E assim havia decidido viver a sua vida. Na busca constante de momentos que nunca mais voltariam mas que pela intensidade com que os revivia eram tão reais como as letras inscritas naquela árvore. E todos os dias durante anos, ia descobrindo e guardando pormenores e detalhes, que enriqueciam e pintavam de saudade a vida cinzenta a que se dedicava agora.

Tudo perdera a beleza e interesse. A luta era não deixar sair essa visão obscura de algo que se lembrava ser a maior dádiva de sempre. Viver.

E durante demasiado tempo nunca ninguém se apercebera da luta constante que era sair da cama e fingir ser alguém que não era. E de tanto e tão bem o fazer já quase que permitira que a mentira tomasse conta do seu ser. Tudo até o dia em que conheceu a pessoa que para sempre se iria dedicar a mudar a visão taciturna a que sem querer havia permitido tomar conta de toda a sua existência.

Era uma tarde de Outono, escura e fria, mesmo ao seu jeito.

O frigorífico vazio obrigava a uma ida ao supermercado pelo que aproveitou a energia de um café, tragado num só gole na mesa posta para jantar. Há cinco anos que a esperava para jantar, sentando-se sempre no mesmo lugar.

Dirigiu-se para a porta, alcançou as chaves do carro que inanimadamente se deixavam ficar no prego que haviam comprado na viagem a Itália.

A inscrição “La Città” prendia-o sempre alguns segundos relembrando com saudoso carinho a cara da vendedora ambulante a tentar perceber se estavam a tentar regatear ou a gozar com ela.

Sorriu e saiu.

Quando ela andava era como se arrastasse o peso do mundo consigo e tão graciosamente quanto possível deslizava sibilantemente como se todo o tempo parasse para que não houvessem distracções desnecessárias. Era como se retirasse prazer em cravar os saltos na calçada, lenta e elegantemente, passo após passo.

Várias noites sentado na sacada com uma garrafa do vinho italiano que ela gostava, apesar de ser demasiado frutado para o seu gosto, à espera de a ver chegar simplesmente para poder observar à distância aquela mulher, fizeram-no perceber como aquele andar tinha tanto de calmante como de deliciosamente inquietante.

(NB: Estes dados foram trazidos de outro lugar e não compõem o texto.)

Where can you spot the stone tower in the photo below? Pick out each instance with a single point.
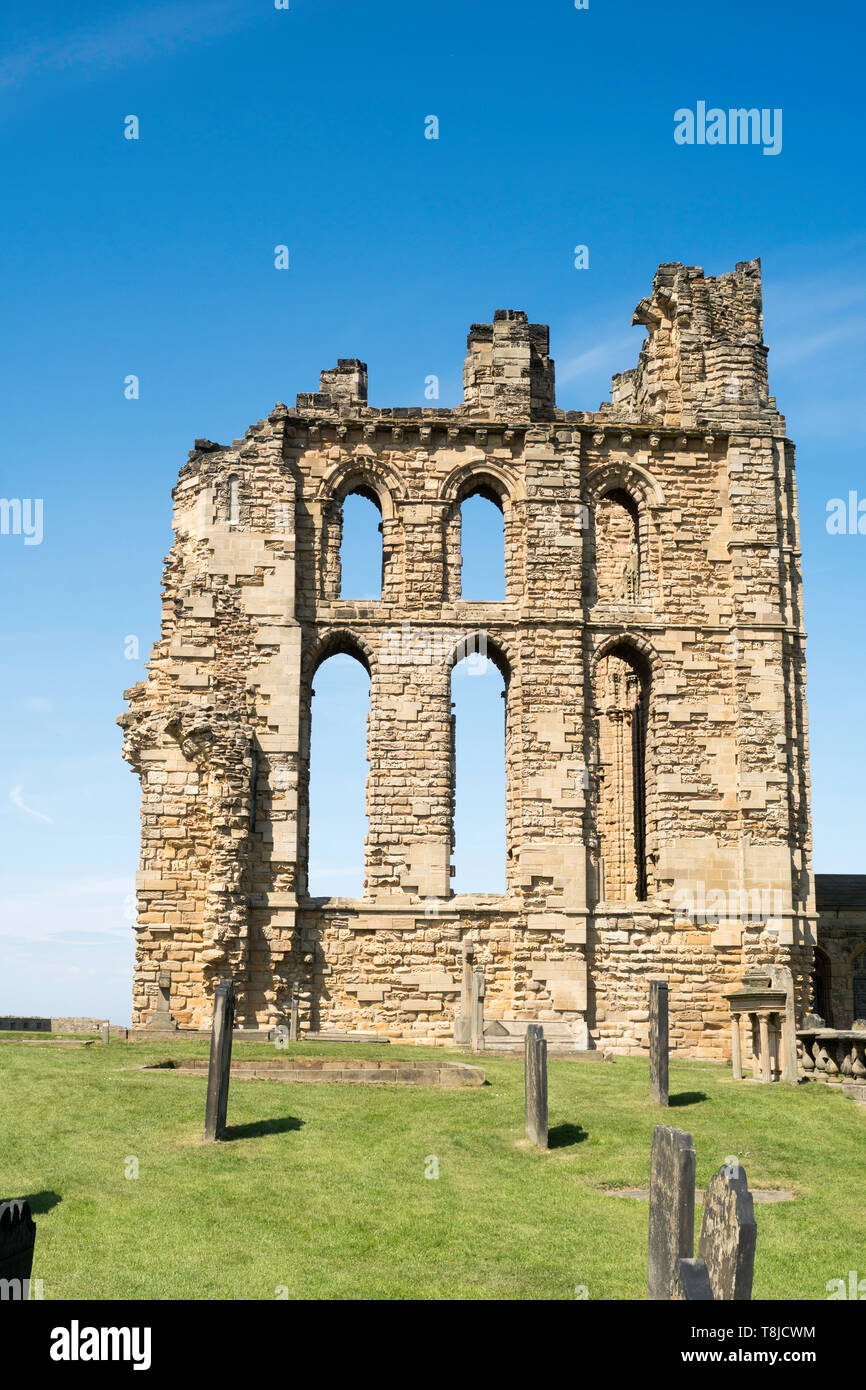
(652, 649)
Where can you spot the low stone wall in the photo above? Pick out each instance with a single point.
(344, 1069)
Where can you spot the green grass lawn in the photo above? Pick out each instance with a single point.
(321, 1189)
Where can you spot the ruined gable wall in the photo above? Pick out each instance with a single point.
(221, 727)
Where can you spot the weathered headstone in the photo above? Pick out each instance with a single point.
(672, 1207)
(463, 1023)
(161, 1015)
(477, 1011)
(17, 1240)
(729, 1235)
(691, 1282)
(535, 1084)
(295, 1015)
(658, 1041)
(220, 1061)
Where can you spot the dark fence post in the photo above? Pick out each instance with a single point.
(658, 1041)
(535, 1084)
(220, 1061)
(17, 1240)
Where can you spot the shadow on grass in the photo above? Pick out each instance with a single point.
(562, 1136)
(43, 1201)
(259, 1127)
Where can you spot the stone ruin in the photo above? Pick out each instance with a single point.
(652, 649)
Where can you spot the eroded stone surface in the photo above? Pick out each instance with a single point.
(651, 637)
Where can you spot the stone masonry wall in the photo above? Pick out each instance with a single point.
(656, 534)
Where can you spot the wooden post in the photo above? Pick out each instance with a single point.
(658, 1041)
(295, 1016)
(220, 1061)
(17, 1240)
(477, 1011)
(535, 1084)
(736, 1048)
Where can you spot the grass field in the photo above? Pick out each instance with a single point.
(320, 1190)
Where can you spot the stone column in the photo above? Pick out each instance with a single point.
(658, 1041)
(736, 1048)
(295, 1015)
(535, 1084)
(763, 1023)
(220, 1061)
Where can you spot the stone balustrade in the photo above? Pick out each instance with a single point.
(831, 1054)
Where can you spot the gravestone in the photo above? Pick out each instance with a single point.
(463, 1023)
(477, 1011)
(672, 1208)
(535, 1084)
(161, 1015)
(691, 1282)
(295, 1015)
(220, 1061)
(658, 1041)
(729, 1235)
(17, 1240)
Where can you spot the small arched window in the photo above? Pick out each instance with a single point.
(623, 708)
(234, 499)
(360, 545)
(481, 546)
(617, 548)
(338, 769)
(478, 690)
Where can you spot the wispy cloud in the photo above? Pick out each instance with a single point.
(135, 36)
(612, 353)
(77, 911)
(17, 799)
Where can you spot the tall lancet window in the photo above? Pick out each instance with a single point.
(617, 553)
(623, 709)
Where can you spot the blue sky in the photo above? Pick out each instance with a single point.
(305, 127)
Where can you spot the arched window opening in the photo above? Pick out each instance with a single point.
(617, 551)
(623, 701)
(859, 987)
(483, 546)
(820, 986)
(360, 552)
(478, 715)
(338, 779)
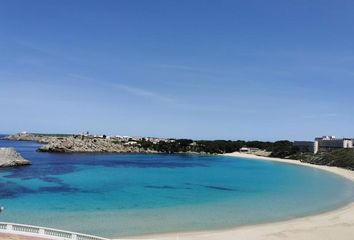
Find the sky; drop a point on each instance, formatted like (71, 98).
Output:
(201, 69)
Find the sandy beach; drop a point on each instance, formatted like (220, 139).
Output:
(336, 225)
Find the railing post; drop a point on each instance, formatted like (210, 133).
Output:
(9, 227)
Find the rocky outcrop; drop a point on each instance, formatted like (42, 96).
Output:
(87, 144)
(10, 158)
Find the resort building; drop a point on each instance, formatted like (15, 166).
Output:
(305, 146)
(328, 143)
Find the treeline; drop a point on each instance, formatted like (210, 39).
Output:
(278, 148)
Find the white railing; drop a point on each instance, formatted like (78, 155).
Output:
(43, 232)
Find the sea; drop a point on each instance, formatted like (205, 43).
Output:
(118, 195)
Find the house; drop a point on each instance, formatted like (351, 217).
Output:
(249, 150)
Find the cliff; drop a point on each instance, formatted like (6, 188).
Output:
(10, 158)
(88, 144)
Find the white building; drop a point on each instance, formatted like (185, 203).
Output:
(328, 143)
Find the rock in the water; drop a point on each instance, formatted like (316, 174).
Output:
(10, 158)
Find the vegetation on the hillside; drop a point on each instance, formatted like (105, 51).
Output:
(280, 148)
(340, 158)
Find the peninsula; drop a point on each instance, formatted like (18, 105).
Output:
(10, 158)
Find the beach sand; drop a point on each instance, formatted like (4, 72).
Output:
(336, 225)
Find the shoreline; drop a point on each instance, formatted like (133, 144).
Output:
(337, 224)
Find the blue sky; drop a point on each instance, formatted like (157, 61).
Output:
(202, 69)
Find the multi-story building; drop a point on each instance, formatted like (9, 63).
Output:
(305, 146)
(328, 143)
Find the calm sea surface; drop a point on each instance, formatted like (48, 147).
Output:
(115, 195)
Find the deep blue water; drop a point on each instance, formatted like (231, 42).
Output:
(115, 195)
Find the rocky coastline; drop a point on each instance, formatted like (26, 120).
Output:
(10, 158)
(80, 144)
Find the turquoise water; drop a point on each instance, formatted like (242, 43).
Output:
(115, 195)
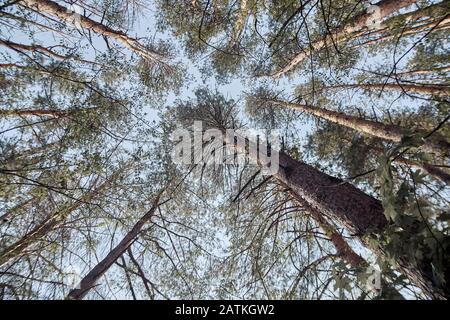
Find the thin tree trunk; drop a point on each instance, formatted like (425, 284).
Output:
(343, 249)
(42, 112)
(35, 48)
(436, 90)
(21, 246)
(33, 112)
(58, 11)
(361, 214)
(424, 71)
(373, 128)
(386, 8)
(89, 280)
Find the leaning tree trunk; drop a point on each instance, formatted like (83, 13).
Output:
(33, 112)
(58, 11)
(373, 128)
(386, 7)
(361, 214)
(343, 249)
(92, 277)
(436, 90)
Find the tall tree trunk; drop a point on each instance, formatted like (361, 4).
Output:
(21, 246)
(92, 277)
(37, 48)
(386, 7)
(424, 71)
(373, 128)
(33, 112)
(361, 214)
(436, 90)
(58, 11)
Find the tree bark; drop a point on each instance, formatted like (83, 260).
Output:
(58, 11)
(377, 129)
(21, 246)
(92, 277)
(436, 90)
(386, 8)
(361, 214)
(343, 249)
(33, 112)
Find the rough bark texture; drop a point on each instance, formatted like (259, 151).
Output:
(343, 249)
(34, 112)
(386, 7)
(55, 10)
(92, 277)
(373, 128)
(361, 214)
(436, 90)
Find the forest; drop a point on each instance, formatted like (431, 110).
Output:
(116, 182)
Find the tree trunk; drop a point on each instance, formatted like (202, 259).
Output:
(361, 214)
(55, 10)
(343, 249)
(92, 277)
(373, 128)
(436, 90)
(386, 7)
(33, 112)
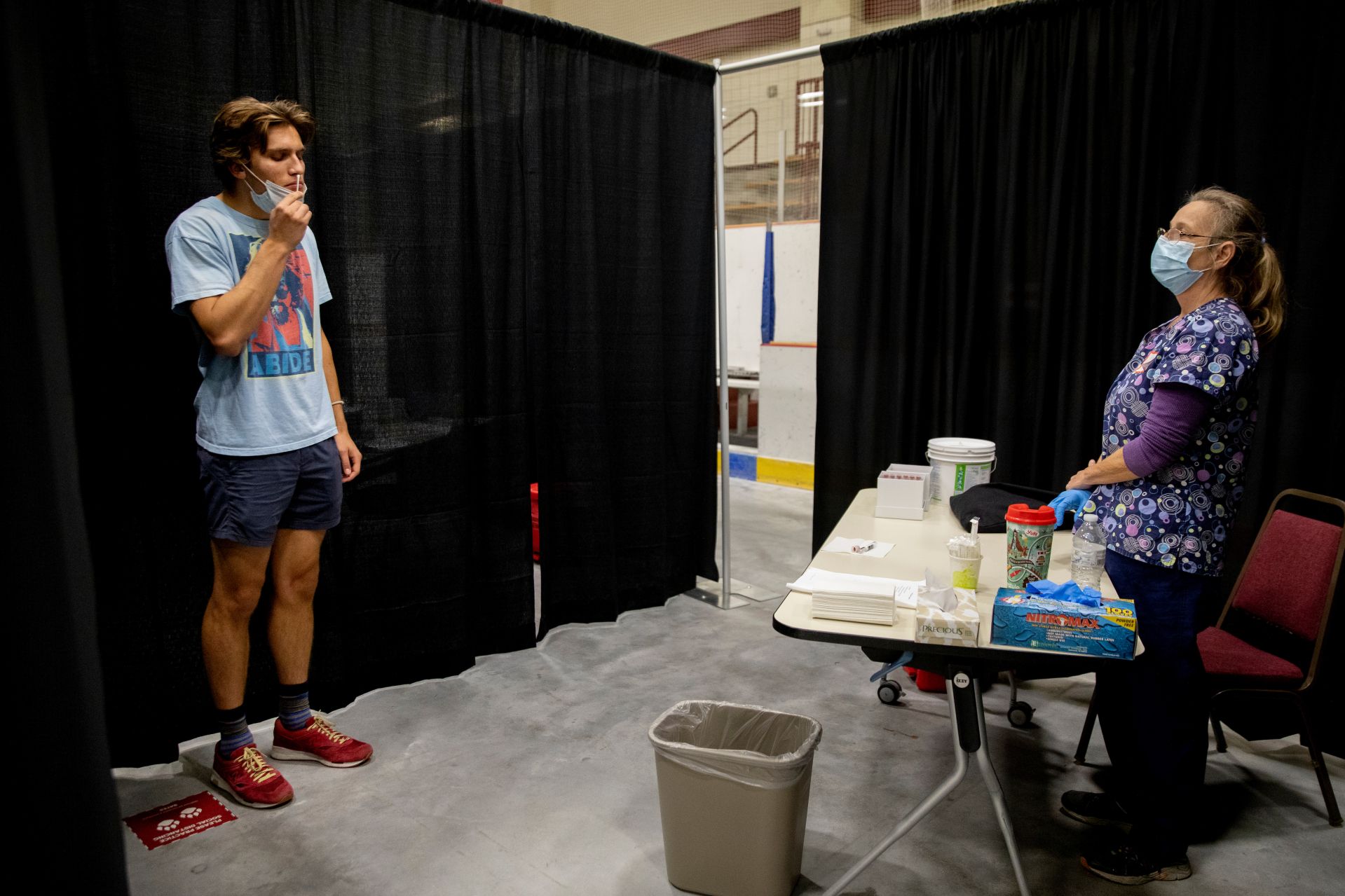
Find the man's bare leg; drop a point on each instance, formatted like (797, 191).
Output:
(294, 574)
(240, 574)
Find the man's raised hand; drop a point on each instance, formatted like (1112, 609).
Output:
(289, 221)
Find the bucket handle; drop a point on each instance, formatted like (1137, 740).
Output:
(995, 463)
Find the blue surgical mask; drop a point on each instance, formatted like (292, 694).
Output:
(1169, 260)
(275, 193)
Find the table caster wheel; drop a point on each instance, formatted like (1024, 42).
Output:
(1020, 713)
(889, 692)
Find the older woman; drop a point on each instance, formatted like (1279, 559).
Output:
(1177, 427)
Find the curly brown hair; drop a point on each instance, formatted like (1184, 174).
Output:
(243, 124)
(1254, 277)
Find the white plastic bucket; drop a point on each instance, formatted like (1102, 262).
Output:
(958, 464)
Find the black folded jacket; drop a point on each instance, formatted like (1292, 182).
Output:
(992, 501)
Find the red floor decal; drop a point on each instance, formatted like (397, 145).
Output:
(182, 818)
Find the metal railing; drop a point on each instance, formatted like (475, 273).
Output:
(756, 123)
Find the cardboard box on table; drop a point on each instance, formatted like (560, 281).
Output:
(957, 627)
(1023, 619)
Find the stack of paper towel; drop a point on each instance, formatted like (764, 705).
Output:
(857, 603)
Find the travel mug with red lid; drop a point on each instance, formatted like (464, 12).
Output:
(1029, 536)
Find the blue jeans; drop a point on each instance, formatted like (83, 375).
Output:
(1154, 708)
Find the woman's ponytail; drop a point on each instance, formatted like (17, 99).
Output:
(1254, 277)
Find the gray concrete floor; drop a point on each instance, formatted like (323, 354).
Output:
(531, 773)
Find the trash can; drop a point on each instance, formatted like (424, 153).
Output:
(733, 794)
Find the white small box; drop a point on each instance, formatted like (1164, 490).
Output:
(903, 491)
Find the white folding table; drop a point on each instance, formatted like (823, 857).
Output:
(920, 545)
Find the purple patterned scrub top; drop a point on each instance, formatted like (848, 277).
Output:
(1179, 516)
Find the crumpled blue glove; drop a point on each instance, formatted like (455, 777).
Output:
(1070, 591)
(1071, 499)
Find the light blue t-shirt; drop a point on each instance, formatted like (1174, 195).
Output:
(273, 396)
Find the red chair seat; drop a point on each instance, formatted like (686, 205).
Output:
(1229, 657)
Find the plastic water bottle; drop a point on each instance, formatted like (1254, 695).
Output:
(1090, 553)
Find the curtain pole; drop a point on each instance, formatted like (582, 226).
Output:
(775, 58)
(723, 288)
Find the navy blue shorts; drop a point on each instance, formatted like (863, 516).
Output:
(249, 498)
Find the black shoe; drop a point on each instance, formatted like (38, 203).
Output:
(1094, 809)
(1122, 862)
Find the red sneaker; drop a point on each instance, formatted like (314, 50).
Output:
(249, 779)
(319, 742)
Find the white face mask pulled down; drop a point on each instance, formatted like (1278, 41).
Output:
(275, 193)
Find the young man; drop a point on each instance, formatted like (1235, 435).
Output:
(271, 429)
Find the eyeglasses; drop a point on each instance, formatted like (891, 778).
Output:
(1177, 233)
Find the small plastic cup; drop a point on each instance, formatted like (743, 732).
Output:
(966, 571)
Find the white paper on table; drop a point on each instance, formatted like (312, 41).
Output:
(844, 546)
(814, 580)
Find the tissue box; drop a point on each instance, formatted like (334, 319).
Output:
(957, 628)
(903, 491)
(1027, 621)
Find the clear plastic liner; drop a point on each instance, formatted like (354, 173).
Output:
(747, 744)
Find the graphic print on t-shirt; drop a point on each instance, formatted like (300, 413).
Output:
(282, 345)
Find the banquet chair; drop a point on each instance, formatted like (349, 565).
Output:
(1270, 637)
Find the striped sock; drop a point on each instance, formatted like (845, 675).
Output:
(294, 707)
(233, 731)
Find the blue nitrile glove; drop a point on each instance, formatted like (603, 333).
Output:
(1071, 499)
(1070, 591)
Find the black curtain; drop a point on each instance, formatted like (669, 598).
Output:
(988, 276)
(462, 179)
(58, 682)
(622, 331)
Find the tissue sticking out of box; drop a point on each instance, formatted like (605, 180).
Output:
(946, 616)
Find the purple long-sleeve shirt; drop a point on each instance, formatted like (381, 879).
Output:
(1173, 418)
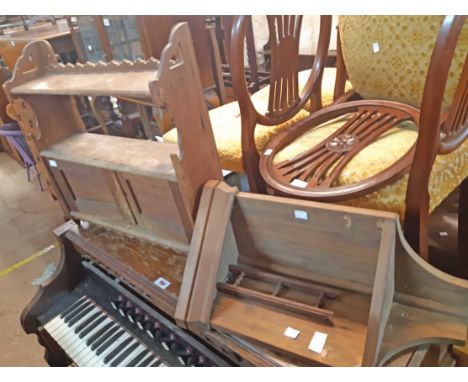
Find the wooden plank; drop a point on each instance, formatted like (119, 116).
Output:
(382, 294)
(191, 267)
(410, 326)
(277, 302)
(286, 281)
(120, 154)
(132, 230)
(157, 207)
(344, 345)
(341, 242)
(164, 300)
(429, 288)
(213, 248)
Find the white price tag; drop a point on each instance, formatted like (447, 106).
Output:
(375, 47)
(162, 283)
(291, 333)
(318, 342)
(299, 183)
(298, 214)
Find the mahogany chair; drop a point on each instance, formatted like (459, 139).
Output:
(244, 128)
(383, 154)
(256, 78)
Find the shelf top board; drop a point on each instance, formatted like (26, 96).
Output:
(134, 156)
(126, 83)
(44, 31)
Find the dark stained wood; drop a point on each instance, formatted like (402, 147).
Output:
(141, 188)
(311, 312)
(429, 139)
(176, 81)
(318, 167)
(154, 34)
(390, 301)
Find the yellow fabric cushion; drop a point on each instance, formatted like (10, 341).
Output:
(227, 127)
(447, 173)
(226, 122)
(398, 70)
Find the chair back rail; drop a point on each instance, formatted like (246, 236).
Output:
(285, 100)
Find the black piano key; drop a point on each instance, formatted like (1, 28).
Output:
(147, 361)
(91, 326)
(81, 326)
(138, 358)
(109, 342)
(124, 354)
(98, 335)
(73, 306)
(154, 364)
(80, 315)
(118, 349)
(77, 309)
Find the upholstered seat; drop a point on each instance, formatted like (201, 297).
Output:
(226, 122)
(421, 63)
(447, 173)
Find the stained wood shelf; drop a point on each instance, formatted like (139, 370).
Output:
(145, 158)
(130, 84)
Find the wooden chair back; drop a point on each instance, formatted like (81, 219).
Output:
(285, 98)
(439, 132)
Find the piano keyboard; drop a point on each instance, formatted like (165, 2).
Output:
(92, 338)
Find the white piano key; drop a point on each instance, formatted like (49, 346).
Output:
(60, 327)
(132, 355)
(74, 350)
(85, 356)
(98, 361)
(69, 336)
(130, 344)
(58, 320)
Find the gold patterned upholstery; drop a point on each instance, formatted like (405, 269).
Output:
(447, 173)
(397, 72)
(226, 122)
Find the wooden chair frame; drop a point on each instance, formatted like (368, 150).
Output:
(248, 284)
(371, 119)
(284, 100)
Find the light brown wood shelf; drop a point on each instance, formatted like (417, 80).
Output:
(138, 157)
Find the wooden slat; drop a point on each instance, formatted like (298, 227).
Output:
(114, 153)
(278, 302)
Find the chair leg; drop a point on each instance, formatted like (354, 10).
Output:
(27, 172)
(39, 178)
(463, 226)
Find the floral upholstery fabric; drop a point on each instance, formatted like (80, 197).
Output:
(447, 173)
(226, 122)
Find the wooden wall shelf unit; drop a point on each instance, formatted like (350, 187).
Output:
(344, 272)
(109, 180)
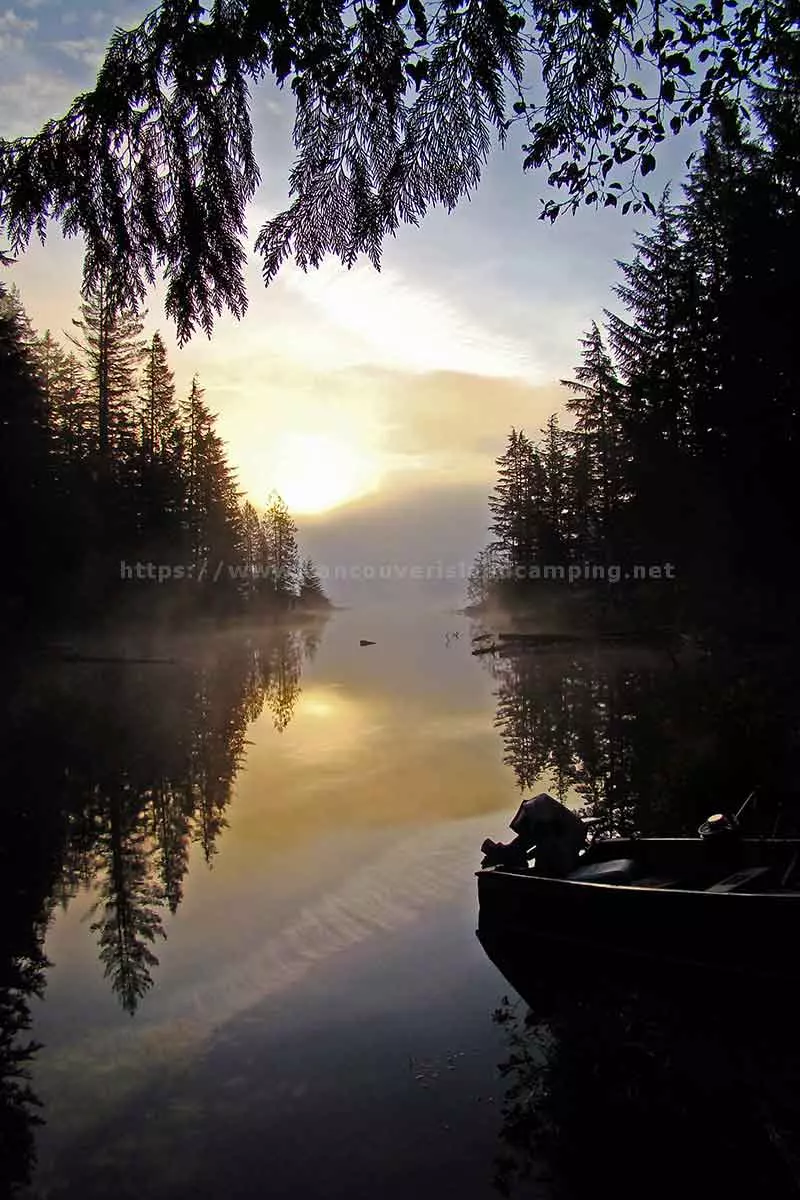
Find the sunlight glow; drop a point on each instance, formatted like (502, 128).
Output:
(317, 472)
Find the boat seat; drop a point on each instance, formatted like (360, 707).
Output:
(615, 870)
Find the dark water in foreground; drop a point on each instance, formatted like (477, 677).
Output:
(244, 886)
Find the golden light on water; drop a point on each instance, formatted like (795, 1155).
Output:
(317, 472)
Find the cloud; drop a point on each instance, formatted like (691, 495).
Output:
(13, 31)
(86, 51)
(404, 325)
(30, 100)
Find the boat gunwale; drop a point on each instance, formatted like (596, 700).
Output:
(623, 843)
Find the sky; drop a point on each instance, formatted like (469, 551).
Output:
(374, 402)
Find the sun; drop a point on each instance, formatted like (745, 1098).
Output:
(317, 472)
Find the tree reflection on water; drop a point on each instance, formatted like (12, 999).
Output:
(109, 773)
(669, 1087)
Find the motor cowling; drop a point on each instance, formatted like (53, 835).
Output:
(719, 827)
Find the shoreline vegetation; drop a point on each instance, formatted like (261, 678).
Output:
(106, 473)
(684, 424)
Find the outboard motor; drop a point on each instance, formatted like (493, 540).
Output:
(721, 826)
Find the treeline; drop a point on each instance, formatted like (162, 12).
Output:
(685, 423)
(103, 466)
(651, 747)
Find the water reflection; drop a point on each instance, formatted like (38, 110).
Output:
(615, 1080)
(678, 1086)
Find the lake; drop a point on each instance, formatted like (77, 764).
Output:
(242, 907)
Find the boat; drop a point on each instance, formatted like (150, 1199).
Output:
(722, 903)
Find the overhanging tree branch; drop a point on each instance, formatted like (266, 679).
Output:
(398, 103)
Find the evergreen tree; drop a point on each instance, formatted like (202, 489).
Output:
(512, 504)
(157, 400)
(597, 441)
(26, 490)
(312, 593)
(282, 553)
(112, 352)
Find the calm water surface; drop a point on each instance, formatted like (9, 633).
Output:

Os chuviscos surpreenderam-no. Entrou no carro e dirigiu até ao supermercado que ficava duas ruas abaixo.

Antes gostava de fazer compras, era sempre divertido e nunca igual, sempre que iam os dois como duas crianças excitadas de passo acelerado, pelos corredores à procura dos preços mais baratos, de um novo sabor ou simplesmente daquelas coisas que sabiam que o outro gostava.

Agora muito raramente conseguia retirar prazer de uma tarefa tão rotineira como abastecer o frigorífico.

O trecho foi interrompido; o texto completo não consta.